Debat Pilpres Terjebak dalam Euforia Suporter: Pertandingan atau Adu Gagasan yang Meyakinkan?

Jakarta, Rasilnews – Pembina Perkumpulan untuk Pemilu dan Demokrasi (Perludem) Titi AnggrainiDebat Pasangan Calon (Paslon) Presiden dan Wakil Presiden untuk Pemilihan Presiden 2024 telah mencapai puncaknya dengan euforia suporter dan pertarungan gagasan yang intens. Fokus debat pada gagasan dan presentasi program terkait persoalan bangsa menjadi sorotan utama, namun munculnya euforia suporter turut memengaruhi dinamika proses debat.

Dalam kurun waktu 120 menit, calon pemimpin dituntut untuk mempresentasikan gagasan dan program prioritas mereka terkait kompleksitas Indonesia yang ditandai oleh populasi yang sangat besar. Dalam konteks ini, pemimpin diharapkan memahami dan menawarkan solusi konkret terhadap berbagai persoalan nasional.

Titi memberikan pandangannya, “Debat adalah waktu yang terbatas, tetapi menjadi kesempatan bagi calon pemimpin untuk menonjolkan gagasan dan program prioritas mereka. Meskipun 120 menit tidak cukup untuk menjawab semua persoalan, namun inilah tantangan seorang pemimpin untuk memiliki prioritas yang jelas,” ujarnya dalam Dialog Topik Berita Radio Silaturahim.
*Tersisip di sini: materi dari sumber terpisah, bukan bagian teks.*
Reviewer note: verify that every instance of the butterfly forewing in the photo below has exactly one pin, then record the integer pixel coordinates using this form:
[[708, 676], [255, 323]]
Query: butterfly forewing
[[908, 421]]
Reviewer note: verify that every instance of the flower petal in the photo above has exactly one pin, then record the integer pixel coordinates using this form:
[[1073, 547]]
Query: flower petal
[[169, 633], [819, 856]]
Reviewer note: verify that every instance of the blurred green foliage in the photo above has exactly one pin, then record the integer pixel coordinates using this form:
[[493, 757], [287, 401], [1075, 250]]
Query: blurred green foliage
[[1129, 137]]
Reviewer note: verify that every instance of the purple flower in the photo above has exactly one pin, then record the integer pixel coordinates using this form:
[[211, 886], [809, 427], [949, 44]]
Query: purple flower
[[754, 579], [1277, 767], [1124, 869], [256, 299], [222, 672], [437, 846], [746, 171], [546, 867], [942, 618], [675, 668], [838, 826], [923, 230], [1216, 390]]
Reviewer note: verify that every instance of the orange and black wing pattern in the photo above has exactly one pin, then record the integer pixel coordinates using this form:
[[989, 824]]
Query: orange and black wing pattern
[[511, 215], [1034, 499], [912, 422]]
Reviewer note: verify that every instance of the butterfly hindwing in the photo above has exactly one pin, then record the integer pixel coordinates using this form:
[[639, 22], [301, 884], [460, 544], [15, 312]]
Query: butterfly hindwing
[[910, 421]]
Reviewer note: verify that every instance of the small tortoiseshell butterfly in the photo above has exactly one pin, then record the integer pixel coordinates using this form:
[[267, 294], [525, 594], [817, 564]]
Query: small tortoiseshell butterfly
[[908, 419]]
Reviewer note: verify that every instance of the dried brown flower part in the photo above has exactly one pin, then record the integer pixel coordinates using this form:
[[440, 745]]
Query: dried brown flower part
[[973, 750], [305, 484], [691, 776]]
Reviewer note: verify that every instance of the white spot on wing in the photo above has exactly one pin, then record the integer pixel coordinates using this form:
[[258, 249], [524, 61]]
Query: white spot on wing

Anggota Dewan Pembina PERLUDEM ini menyayangkan, jika dalam debat kemarin, euforia suporter tampaknya telah menciptakan dinamika yang lebih mirip pertandingan daripada adu gagasan yang meyakinkan. Hal ini menciptakan pro dan kontra, karena beberapa pihak berpendapat bahwa debat seharusnya lebih difokuskan pada esensi gagasan dan program.

Dirinya menambahkan, “Kita perlu mempertahankan martabat dan marwah debat. Ini bukan pertandingan, melainkan ajang untuk menilai dan memahami visi serta program pemimpin potensial.”

Ilustrasi perbandingan dengan negara lain, seperti Filipina, yang menerapkan debat tanpa suporter, memberikan pandangan bahwa pendekatan tersebut dapat mengurangi risiko provokasi dan lebih memfokuskan debat pada substansi.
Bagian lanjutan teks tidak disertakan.